Audi is making it easier for its customers to personalize a new car without turning to aftermarket solutions. It expanded its color palette with two matte shades called Python Yellow and Dew Silver, respectively. Both are available on several variants of the TT and the Q3.

The move reflects a growing trend in the car and motorcycle worlds: enthusiasts are increasingly willing to pay to stand out. And, while making a yellow and a silver available might sound reasonably simple, the process of deciding which colors to offer is stunningly long. The members of Audi’s design department start by tracking various trends in key markets around the world. They then complete a feasibility study, create the color, and name it. Each color is tailored to a specific audience, hence why Python Yellow isn’t available on the A8.

“The entire process of design, selection, technical implementation, and approval of the colors can take anywhere between three to five years,” Audi noted. Engineers need to ensure it stands the test of time (and the abuse of owners) from Moscow, Russia, to Moscow, Idaho.

Audi’s images show the new colors on the TT RS and on the RS Q3 Sportback (which isn’t sold in America), but the company stresses that even the standard TT, TTS, and Q3 can be ordered with matte paint. However, note that Python Yellow is TT-only, while Dew Silver is Q3-specific. Pricing information hasn’t been announced, and we don’t know if these colors will be available in our market yet; we’ve reached out to the company and we’ll update this story if we learn more. If they are, they’ll undoubtedly be found on the list of extra-cost options.

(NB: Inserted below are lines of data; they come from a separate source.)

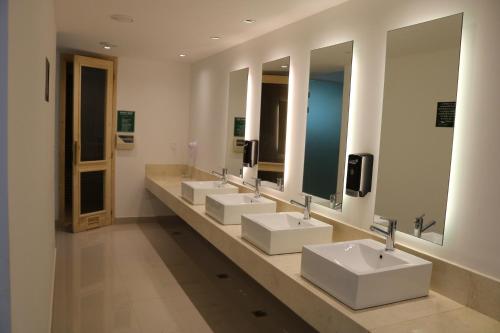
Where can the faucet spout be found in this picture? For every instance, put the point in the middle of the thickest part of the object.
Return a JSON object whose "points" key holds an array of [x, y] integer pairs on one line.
{"points": [[256, 187], [222, 175], [390, 234], [306, 205]]}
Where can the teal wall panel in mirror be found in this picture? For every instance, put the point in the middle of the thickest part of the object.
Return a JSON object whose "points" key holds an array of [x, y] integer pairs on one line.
{"points": [[236, 113], [421, 78], [327, 121], [273, 122]]}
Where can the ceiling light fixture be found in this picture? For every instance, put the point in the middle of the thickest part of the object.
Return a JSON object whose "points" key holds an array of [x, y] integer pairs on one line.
{"points": [[107, 45], [122, 18]]}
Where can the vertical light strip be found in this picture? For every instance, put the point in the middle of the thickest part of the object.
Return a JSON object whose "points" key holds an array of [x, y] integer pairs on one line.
{"points": [[4, 216], [290, 124]]}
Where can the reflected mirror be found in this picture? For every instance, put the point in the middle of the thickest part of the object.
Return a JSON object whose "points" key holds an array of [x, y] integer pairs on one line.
{"points": [[237, 104], [327, 120], [417, 126], [273, 120]]}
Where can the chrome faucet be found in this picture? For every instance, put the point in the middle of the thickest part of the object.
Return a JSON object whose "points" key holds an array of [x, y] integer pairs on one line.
{"points": [[390, 234], [420, 226], [280, 184], [306, 205], [222, 175], [333, 201], [256, 187]]}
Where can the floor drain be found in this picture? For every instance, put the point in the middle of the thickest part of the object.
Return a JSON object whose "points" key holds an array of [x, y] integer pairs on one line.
{"points": [[259, 313]]}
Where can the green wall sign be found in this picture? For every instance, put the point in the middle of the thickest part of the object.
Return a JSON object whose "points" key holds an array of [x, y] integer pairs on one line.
{"points": [[126, 121]]}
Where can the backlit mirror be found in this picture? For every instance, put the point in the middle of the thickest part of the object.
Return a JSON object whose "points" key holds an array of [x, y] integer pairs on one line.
{"points": [[237, 102], [273, 120], [421, 77], [327, 120]]}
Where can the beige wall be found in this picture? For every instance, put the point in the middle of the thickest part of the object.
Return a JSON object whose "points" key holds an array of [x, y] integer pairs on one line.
{"points": [[4, 217], [472, 229], [32, 38], [159, 93], [415, 155], [237, 102]]}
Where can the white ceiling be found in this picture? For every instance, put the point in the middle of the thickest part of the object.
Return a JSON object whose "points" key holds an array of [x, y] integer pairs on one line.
{"points": [[165, 28]]}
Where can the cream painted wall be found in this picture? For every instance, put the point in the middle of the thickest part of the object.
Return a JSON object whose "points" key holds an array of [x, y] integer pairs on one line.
{"points": [[4, 216], [472, 228], [32, 38], [159, 93]]}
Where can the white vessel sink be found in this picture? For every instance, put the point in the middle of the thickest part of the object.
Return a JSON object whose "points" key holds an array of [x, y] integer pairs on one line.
{"points": [[279, 233], [228, 208], [362, 274], [196, 191]]}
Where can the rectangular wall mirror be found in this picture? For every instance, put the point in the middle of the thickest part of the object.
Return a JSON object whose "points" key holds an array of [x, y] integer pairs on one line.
{"points": [[237, 105], [273, 120], [417, 126], [327, 120]]}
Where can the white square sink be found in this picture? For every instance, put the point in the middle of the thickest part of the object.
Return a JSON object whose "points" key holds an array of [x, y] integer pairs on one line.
{"points": [[196, 191], [279, 233], [228, 208], [362, 274]]}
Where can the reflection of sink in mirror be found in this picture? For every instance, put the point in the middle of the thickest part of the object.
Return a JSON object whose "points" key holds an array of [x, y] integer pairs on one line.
{"points": [[280, 233], [196, 191], [362, 274], [434, 237], [327, 122], [269, 184], [228, 208], [414, 161]]}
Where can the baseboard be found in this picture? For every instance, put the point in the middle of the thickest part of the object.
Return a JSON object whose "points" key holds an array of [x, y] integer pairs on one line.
{"points": [[51, 312], [141, 219]]}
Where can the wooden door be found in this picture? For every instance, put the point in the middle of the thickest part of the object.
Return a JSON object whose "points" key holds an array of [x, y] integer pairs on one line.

Giving a car a matte finish is relatively complicated: it involves spraying primer, filler, and color layers followed by an ultra-thin layer of matte clearcoat. Several quality-related checks are performed before Audi sends the car to its new home. It’s a lengthy process, but giving a car a paint job that pops has never been easy. In the 1930s, car companies often mixed ground fish scales with paint to achieve a metallic finish.